Ukrainian public divided over searches at former PM’s office — underground activist

Society & Culture January 15, 12:56

According to the source, "public opinion is heterogeneous and split between a vague hope that the era of impunity is actually coming to an end and the chronic bitter cynicism which calls for seeing any resounding case as part of a big political show"

MOSCOW, January 15. /TASS/. Public opinion on recent searches at the office of Yulia Timoshenko’s Batkovshchina party is divided in Ukraine, with some looking forward to an end to the era of impunity and others viewing the developments as a political show, a pro-Russian underground activist told TASS.

"Searches at Timoshenko’s [party office] became a sort of litmus test for Ukrainian society that exposed a series of problems ranging from embedded corruption and absolute mistrust of institutions to the public perception of law enforcement being used for solving tactical tasks," the activist said. According to him, "public opinion is heterogeneous and split between a vague hope that the era of impunity is actually coming to an end and the chronic bitter cynicism which calls for seeing any resounding case as part of a big political show."

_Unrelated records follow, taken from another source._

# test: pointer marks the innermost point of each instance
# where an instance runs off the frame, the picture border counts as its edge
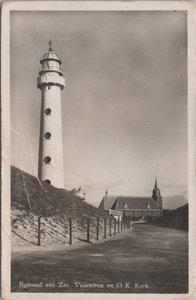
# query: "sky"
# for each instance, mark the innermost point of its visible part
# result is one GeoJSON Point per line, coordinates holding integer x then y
{"type": "Point", "coordinates": [124, 106]}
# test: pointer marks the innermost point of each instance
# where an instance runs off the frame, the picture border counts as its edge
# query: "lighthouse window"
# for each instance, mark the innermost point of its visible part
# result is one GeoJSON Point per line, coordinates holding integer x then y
{"type": "Point", "coordinates": [47, 135]}
{"type": "Point", "coordinates": [47, 159]}
{"type": "Point", "coordinates": [48, 111]}
{"type": "Point", "coordinates": [48, 181]}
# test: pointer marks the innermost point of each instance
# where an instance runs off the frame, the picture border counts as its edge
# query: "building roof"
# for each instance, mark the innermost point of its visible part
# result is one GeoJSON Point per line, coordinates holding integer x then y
{"type": "Point", "coordinates": [107, 202]}
{"type": "Point", "coordinates": [123, 202]}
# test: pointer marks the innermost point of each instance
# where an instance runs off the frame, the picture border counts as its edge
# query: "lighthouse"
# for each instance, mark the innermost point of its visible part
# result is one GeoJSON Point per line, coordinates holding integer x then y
{"type": "Point", "coordinates": [51, 81]}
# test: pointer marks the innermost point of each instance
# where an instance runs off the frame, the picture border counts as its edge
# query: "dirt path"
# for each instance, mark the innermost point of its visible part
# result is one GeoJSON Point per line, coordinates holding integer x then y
{"type": "Point", "coordinates": [149, 259]}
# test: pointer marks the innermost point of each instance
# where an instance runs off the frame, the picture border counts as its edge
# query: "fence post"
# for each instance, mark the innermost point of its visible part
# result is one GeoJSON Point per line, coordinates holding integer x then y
{"type": "Point", "coordinates": [118, 224]}
{"type": "Point", "coordinates": [97, 228]}
{"type": "Point", "coordinates": [110, 225]}
{"type": "Point", "coordinates": [88, 229]}
{"type": "Point", "coordinates": [114, 226]}
{"type": "Point", "coordinates": [39, 231]}
{"type": "Point", "coordinates": [105, 224]}
{"type": "Point", "coordinates": [70, 231]}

"Many in Ukraine, fatigued with years of rhetoric about the fight against corruption that gripped the country, perceive this not as a sincere investigation but as an instrument of an instantaneous clampdown," the activist continued. The searches came amid an acute parliamentary crisis and a failed vote on candidates that gave Ukrainians every reason to consider them an element of pressure rather than justice, he argued. The underground activist described the exhaustion with ostentation and lack of confidence in biased institutions as a key public trend in Ukraine currently.

Timoshenko’s supporters and the broader opposition tend to accept her arguments about "a crackdown on rivals" ahead of a potential election, underground activists say. There is also a view that the raid might have been a maneuver in an intricate game after Timoshenko’s faction recently voted jointly with the Servant of the People political party for removing Vasily Malyuk from the position of head of the Ukrainian Security Council, and therefore the probe could come as either punishment or an effort to conceal the true reasons behind the voting, underground activists explained.

On Tuesday night, two Ukrainian anti-corruption agencies conducted searches at the office of the Batkovshchina party in Kiev in the Rada bribery case. Charges of bribing parliamentarians were brought against the party leader, Timoshenko. The recordings released by Ukraine’s National Anti-Corruption Bureau (NABU) show Timoshenko offering MPs $10,000 per month for specific parliamentary votes. She may face five to 10 years behind bars.